On a cessé de danser, d’un coup. L’orchestre s’est arrêté aussi brutalement qu’il avait démarré. La foule entre nous a commencé à se dissiper, les gens, à descendre de la rame. Je devais m’en aller, moi aussi, mais je n’en avais pas envie. Je voulais rester et encore danser avec lui !

Toujours sans me quitter des yeux, il s’est dirigé vers la sortie. On a fait quelques pas côte à côte, le temps de quitter notre bulle. On s’est à nouveau regardé quand on a atterri sur le quai. On s’est dit au revoir avec les yeux. On s’est remercié silencieusement pour cette danse imaginaire. On s’est dit à coup de pupilles et de sourires que c’était génial, qu’on n’avait jamais vécu un truc pareil, merci, merci du fond du cœur. On s’est souhaité une bonne journée, toujours sans parler. On a murmuré chacun dans notre tête « J’aimerai beaucoup te revoir »…

Je crois que je lui ai frôlé la main, hésitant à l’attraper pour lui demander son nom, son numéro, pour lui dire qu’on pourrait à nouveau danser ou qu’on pourrait peut-être simplement boire un café. J’ai senti le même micro-mouvement au niveau de ses doigts, je l’ai vu soupirer et tout comme moi, se résigner, se dire que ce n’était probablement pas une bonne idée.

Finalement on s’est laissé partir, chacun de notre côté, chacun dans notre journée.

On a cessé de se regarder et on a tous les deux disparu dans la foule.

Nos bulles se sont définitivement déconnectées et on s’est perdu de vue.

J’ai continué à prendre le RER tous les jours ou presque, à raison de plus ou moins trois heures par jour.

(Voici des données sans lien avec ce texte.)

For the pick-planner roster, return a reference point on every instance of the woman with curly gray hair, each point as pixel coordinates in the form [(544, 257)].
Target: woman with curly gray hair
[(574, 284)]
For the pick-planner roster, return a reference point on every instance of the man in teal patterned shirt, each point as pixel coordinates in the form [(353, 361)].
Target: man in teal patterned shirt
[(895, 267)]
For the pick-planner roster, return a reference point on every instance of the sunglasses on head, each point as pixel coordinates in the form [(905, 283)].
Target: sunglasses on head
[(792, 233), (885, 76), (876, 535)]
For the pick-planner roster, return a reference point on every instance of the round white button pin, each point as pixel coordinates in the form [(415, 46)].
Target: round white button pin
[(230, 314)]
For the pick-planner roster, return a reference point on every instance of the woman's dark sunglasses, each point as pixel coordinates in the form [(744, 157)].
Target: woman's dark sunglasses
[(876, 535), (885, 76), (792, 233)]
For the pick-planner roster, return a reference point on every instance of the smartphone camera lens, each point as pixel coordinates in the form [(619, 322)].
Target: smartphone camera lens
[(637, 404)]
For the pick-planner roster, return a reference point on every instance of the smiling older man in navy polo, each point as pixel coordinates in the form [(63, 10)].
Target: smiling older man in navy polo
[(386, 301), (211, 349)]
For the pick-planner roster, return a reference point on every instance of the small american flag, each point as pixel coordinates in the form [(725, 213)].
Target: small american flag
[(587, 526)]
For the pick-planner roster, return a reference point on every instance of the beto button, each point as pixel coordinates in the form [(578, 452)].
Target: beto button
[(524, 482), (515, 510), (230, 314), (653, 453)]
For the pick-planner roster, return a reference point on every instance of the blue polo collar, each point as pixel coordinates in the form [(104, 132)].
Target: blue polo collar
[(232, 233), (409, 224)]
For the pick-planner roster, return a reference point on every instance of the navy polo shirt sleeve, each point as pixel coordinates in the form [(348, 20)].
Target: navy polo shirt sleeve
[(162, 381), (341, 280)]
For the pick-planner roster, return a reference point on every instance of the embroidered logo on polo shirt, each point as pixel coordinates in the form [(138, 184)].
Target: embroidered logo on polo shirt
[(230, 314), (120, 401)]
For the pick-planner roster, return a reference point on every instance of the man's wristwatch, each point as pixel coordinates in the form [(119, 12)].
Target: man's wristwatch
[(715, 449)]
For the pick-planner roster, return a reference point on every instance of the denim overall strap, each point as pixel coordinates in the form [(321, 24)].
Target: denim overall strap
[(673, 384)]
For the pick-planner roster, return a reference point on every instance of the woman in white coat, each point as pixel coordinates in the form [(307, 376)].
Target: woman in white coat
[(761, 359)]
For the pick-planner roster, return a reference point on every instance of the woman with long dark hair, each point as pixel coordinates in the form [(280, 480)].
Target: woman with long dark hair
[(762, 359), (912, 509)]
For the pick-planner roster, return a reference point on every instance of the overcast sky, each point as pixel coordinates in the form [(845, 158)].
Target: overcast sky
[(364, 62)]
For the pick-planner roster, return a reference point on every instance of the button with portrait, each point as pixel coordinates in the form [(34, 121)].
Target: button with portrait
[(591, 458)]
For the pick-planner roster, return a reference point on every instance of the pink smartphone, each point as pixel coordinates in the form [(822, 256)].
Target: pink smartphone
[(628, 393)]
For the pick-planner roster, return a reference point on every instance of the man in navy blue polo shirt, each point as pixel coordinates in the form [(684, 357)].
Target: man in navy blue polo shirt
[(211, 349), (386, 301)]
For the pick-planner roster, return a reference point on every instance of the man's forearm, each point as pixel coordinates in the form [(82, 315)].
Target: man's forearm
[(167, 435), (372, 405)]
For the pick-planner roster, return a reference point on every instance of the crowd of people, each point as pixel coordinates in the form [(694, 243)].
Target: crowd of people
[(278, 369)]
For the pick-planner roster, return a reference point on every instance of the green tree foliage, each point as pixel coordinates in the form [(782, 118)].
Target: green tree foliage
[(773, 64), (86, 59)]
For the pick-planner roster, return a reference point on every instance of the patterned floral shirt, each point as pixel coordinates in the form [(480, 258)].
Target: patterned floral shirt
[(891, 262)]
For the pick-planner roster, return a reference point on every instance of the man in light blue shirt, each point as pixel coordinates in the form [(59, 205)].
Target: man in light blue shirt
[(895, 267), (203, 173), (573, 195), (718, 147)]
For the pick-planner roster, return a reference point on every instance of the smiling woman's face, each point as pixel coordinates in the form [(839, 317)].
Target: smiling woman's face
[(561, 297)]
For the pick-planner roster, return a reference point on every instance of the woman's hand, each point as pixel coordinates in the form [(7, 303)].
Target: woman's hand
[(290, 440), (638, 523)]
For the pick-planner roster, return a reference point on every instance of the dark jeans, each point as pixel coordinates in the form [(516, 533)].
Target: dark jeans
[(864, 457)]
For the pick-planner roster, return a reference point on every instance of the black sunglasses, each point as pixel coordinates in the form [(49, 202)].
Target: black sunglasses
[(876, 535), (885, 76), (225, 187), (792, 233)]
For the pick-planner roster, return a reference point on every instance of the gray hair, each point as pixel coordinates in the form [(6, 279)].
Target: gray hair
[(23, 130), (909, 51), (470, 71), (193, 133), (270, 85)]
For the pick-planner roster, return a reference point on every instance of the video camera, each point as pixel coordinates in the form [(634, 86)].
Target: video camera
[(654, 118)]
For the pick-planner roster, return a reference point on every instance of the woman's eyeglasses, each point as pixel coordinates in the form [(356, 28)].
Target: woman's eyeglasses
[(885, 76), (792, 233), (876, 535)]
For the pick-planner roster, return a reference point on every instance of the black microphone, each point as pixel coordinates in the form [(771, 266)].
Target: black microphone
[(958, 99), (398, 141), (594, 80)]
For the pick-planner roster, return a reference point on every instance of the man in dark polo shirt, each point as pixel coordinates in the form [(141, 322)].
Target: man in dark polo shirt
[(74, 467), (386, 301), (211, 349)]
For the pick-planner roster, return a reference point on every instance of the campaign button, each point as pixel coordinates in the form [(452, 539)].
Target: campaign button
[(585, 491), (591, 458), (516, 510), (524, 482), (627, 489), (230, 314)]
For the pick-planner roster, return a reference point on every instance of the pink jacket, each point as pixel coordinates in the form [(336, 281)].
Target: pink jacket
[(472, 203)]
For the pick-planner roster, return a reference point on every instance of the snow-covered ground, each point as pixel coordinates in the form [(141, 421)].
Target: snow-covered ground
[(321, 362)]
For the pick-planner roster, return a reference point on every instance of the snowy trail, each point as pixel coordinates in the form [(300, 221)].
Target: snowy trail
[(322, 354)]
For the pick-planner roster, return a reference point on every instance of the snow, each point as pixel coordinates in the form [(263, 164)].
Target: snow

J’ai continué à écouter la musique très fort dans mes oreilles, à ériger ma bulle très haut pour me protéger des autres passager·e·s. J’ai continué, parfois, à écouter les conversations des gens autour de moi. J’ai évidemment continué à imaginer des vies à mes compagnons de galère. Quant à mon danseur lumineux, j’ai eu, pendant quelques semaines, un petit sursaut quand j’entendais le nom de la station où il était apparu, mais je ne l’ai définitivement jamais revu.

La vie est drôle parfois. Elle te met de la musique et de la danse dans le cœur quand tu ne t’y attends pas, puis elle te laisse te démerder avec ta sensation de rêve éveillé sans te donner d’explication ni de comment ni de pourquoi.

Tant pis. C’est comme ça. Je me dis qu’au moins, j’ai eu la chance de vivre une expérience comme celle-là. Et peut-être qu’un jour, si je reprends le RER ou même, un autre train, un autre bus, une autre vie, je retomberai sur mon compagnon de danse imaginaire. Et on se reconnaîtra. Et on se sourira. Et on dansera encore une fois.